If you can function without zerotier, I would wait. If I were in your shoes, I’d be building from source all the time (control of what I build and faster security by a couple days) and testing on a second router. That’s what I do at home, even more important in a business environment.
Downgrading would not be my choice as it increases the possibility of a config issue.
but i am already building from the git v18.06.3 tag, so that is correct, right? just something is wrong with the buildbots? or is it going to be 18.06.4 instead of 18.06.3?
Sounds like the procedure and strategy for managing the repository directories needs a revision or two once the crisis is averted.
These may be obvious and/or wrong, but are offered in case they are useful.
Releases should be protected and resiliant at the filesystem level.
For example:
Write permissions removed on the filesystem level as a crucial step before the componets of a release are deployed and announced.
"Pointer based" updates, if updates are necessary.

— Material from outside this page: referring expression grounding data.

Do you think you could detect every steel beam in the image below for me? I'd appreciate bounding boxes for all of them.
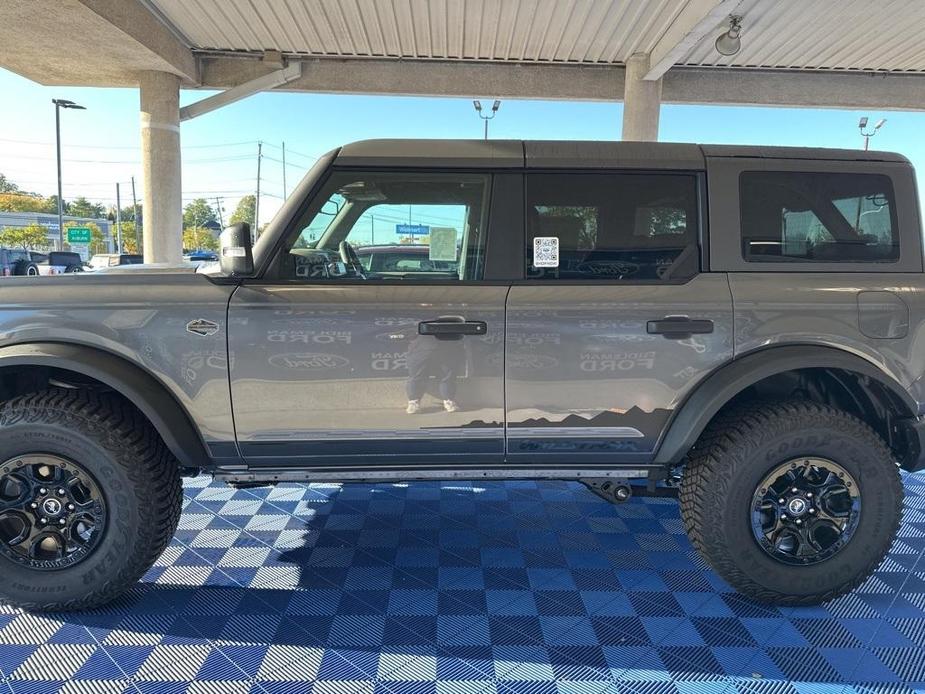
[180,63,302,121]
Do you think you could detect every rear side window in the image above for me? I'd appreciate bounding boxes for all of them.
[740,171,898,263]
[525,173,699,281]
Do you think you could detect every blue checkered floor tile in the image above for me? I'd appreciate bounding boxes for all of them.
[0,474,924,694]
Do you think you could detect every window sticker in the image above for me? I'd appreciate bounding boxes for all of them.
[429,227,458,261]
[533,236,559,267]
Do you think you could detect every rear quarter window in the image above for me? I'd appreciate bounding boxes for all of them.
[740,171,899,264]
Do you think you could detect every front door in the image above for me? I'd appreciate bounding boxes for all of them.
[228,169,506,468]
[505,170,734,465]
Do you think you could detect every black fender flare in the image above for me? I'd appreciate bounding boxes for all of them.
[0,342,210,468]
[653,344,918,465]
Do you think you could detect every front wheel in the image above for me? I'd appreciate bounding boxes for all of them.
[0,389,182,611]
[680,401,902,605]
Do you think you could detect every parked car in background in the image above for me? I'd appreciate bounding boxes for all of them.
[31,251,84,275]
[183,250,218,263]
[355,244,459,276]
[88,253,143,270]
[0,247,39,276]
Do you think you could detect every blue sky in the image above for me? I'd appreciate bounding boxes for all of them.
[1,66,922,224]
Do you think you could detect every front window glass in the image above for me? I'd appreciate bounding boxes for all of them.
[281,172,490,281]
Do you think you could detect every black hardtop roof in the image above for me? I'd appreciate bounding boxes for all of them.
[334,139,909,170]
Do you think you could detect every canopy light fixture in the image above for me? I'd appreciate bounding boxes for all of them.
[715,15,743,57]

Ie, change a symlink or the directory path in a webserver config file in order to switch from the old directory tree to the new directory tree.
Occasionally tested, quick and easy to restore nearline and offsite backups.
These can come in handy for other issues, too, like compromises that give an attacker non-root access to the filesystem (like a compromised webserver binary/user).
There are plans to create an openwrt-announcement list. So eventually you can subscribe to that once it is available to get notified whenever a new version is ready to deploy.
Now two new versions have appeared: again 18.06.3 and even 18.06.4. But this time they don't cheat me! If I understand there is an automatic system that builds releases and sometimes makes mistakes. Then I will wait for the release of the new version on the main page of the project; for now we are at 18.06.2.